Mardi 25 Juin, 2019

L'ex collaborateur violent de Macron et trois policiers en garde à vue

Alexandre Benalla (g) accompagne le président Emmanuel Macron lors du défilé du 14 juillet à Paris

Alexandre Benalla (g) accompagne le président Emmanuel Macron lors du défilé du 14 juillet à Paris

Le séisme de l'affaire Benalla n'a pas fini de provoquer des répliques, jusqu'au sommet de l'Etat : le ministre de l'Intérieur sera auditionné lundi à l'Assemblée, tandis qu'à la garde à vue de l'ex-collaborateur de l'Elysée s'est ajoutée samedi celle de trois policiers.

Licencié vendredi, M. Benalla "rendra des comptes à la justice, mais Emmanuel Macron, lui, va devoir rendre des comptes aux Français", a lancé le président de LR Laurent Wauquiez dans Le Figaro.

L'affaire est "du niveau du Watergate", estime le leader des Insoumis Jean-Luc Mélenchon, qui accuse Emmanuel Macron de "s’organise(r) une milice personnelle" et lui "demande de s'exprimer".

La garde à vue d'Alexandre Benalla, notamment pour violences et usurpation de fonction, qui a commencé vendredi matin, a été prolongée samedi matin et pourrait durer jusqu'à dimanche matin. De même pour Vincent Crase, gendarme réserviste et employé de La République en marche, qui se trouvait avec lui le 1er mai.

Le domicile de M. Benalla à Issy-les-Moulineaux (Hauts-de-Seine) a été perquisitionné dans le même temps. Fâcheux téléscopage d'événements : il devait se marier samedi matin dans la commune, selon une source à la mairie.

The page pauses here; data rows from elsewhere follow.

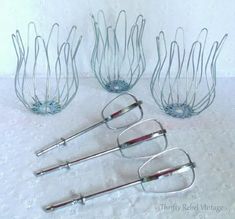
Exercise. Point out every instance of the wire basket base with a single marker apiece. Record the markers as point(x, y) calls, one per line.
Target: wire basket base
point(117, 86)
point(47, 107)
point(179, 110)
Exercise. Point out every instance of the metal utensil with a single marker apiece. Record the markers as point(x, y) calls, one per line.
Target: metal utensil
point(184, 170)
point(106, 119)
point(138, 133)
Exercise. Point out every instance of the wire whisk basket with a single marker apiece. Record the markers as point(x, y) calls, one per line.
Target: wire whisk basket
point(118, 59)
point(183, 83)
point(46, 78)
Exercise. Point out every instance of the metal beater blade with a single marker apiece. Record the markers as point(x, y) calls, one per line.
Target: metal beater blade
point(187, 166)
point(156, 131)
point(105, 120)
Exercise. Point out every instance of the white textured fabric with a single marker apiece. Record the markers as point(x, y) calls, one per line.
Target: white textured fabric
point(209, 139)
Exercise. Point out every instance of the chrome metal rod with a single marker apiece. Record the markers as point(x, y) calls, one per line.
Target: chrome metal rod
point(63, 141)
point(82, 199)
point(68, 164)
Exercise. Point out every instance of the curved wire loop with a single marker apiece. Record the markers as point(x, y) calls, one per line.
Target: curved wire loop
point(46, 78)
point(183, 84)
point(118, 59)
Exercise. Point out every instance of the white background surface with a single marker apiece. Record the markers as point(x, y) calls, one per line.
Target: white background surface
point(218, 16)
point(208, 138)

En plus de l'enquête préliminaire de la justice, ouverte jeudi à l'initiative du parquet de Paris, une autre, administrative, a été lancée par la "police des polices" et une dernière par l'Assemblée nationale.

Gérard Collomb, que les oppositions accusent d'avoir menti, sera entendu lundi à 10H00 par la commission des Lois, dotée des prérogatives d'enquête, a annoncé sa présidente Yaël Braun-Pivet (LREM). Le préfet de police Michel Delpuech sera, lui, auditionné à 14H00.

Comme le réclamaient les oppositions à l'Assemblée, le groupe majoritaire a finalement accepté la publicité de l'ensemble des auditions, sauf dans le cas où un fonctionnaire demanderait le huis clos. "Chaque Français pourra juger", selon la "marcheuse" Marie Guévenoux.

Mais la commission, dont les travaux doivent durer un mois, n'a pas été en mesure d'acter la suite du programme. Les Républicains réclament d'entendre jusqu'au secrétaire général de l'Elysée Alexis Kohler et jusqu'à Christophe Castaner, délégué général de La République en marche. Les Insoumis demandant impérativement la présence d'Alexandre Benalla.

Mme Braun-Pivet a suggéré notamment la responsable de la police des polices et le directeur de cabinet du président de la République, Patrick Strzoda, entendu jeudi comme témoin dans l'enquête judiciaire.

"Nous devons nous remettre au travail", avait plaidé plus tôt sur France Inter Gilles Le Gendre, un vice-président du groupe LREM, en demandant : "Est-ce que nos oppositions veulent bloquer ou non les institutions?" Chez certains, dans les oppositions, le député dit avoir senti une "volonté de partir en vacances autant que celle de faire de l'obstruction politique".